Inas, a 38-year-old mother of five, said she and her family had been forced to flee four times since the war started – first from the at-Twam area in northern Gaza City to the Tal al-Hawa neighbourhood, then to Nuseirat refugee camp in central Gaza, then to the city of Khan Younis, and now to Rafah.   The family previously owned a five-floor house and a supermarket, which have been completely destroyed, she said.  “I hope the war ends and the Israeli occupation forces don’t invade Rafah on the ground. I am terrified of the possibility of displacement to Egypt,” she said, voicing a common fear among Palestinians in Gaza.

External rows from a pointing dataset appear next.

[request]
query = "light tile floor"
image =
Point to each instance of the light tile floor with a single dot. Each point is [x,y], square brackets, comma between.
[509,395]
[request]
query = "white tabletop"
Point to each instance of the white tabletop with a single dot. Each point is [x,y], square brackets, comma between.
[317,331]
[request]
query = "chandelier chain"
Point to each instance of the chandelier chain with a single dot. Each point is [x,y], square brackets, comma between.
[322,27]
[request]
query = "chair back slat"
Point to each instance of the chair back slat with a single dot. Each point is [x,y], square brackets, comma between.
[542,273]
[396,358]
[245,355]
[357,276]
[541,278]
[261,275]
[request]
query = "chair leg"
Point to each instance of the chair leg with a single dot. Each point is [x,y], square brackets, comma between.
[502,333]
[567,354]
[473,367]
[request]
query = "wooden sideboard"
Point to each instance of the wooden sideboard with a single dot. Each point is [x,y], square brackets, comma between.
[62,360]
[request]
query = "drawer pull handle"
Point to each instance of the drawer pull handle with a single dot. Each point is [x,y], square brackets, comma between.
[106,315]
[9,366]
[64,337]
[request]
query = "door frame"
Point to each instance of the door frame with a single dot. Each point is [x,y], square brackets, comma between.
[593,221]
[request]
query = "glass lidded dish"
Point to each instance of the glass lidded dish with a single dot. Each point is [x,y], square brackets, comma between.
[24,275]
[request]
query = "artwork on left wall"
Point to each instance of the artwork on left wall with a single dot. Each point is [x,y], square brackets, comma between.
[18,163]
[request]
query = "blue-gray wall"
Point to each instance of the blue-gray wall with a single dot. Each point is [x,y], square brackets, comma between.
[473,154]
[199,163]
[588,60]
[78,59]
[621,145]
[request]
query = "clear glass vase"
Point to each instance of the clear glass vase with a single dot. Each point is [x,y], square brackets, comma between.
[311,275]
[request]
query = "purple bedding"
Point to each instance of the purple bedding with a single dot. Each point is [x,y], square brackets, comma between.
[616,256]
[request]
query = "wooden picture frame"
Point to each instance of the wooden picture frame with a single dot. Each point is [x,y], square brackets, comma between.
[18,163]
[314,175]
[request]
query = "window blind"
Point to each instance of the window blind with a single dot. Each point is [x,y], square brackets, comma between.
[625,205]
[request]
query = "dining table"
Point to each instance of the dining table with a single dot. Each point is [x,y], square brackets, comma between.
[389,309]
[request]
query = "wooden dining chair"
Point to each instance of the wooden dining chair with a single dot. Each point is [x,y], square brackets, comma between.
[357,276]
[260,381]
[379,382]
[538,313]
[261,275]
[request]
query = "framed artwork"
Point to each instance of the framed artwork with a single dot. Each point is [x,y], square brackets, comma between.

“That is our worst nightmare. Are they going to expand the ground war to Rafah? If that happens where should we go? To the sea or to Sinai?” she said, referring to Egypt’s vast desert region just south of Gaza and Israel.  “We urge the world to stop Israel. We don’t want to leave Gaza,” she said.

Israel denies having any plans to push Palestinians into Sinai, while Egypt has said it did not want a mass arrival of people from Gaza.
However, the Gaza-Egypt border fence has been breached in the past, fuelling fears that an uncontrolled displacement could happen this time.

Israel’s bombardment on Gaza has killed more than 18,000 people, mostly women and children, according to Palestinian health authorities, with thousands more feared buried in rubble.

Israel says 1,147 people were killed after Hamas fighters stormed across the border fence on October 7 and seized 240 captives, nearly half of whom have been released.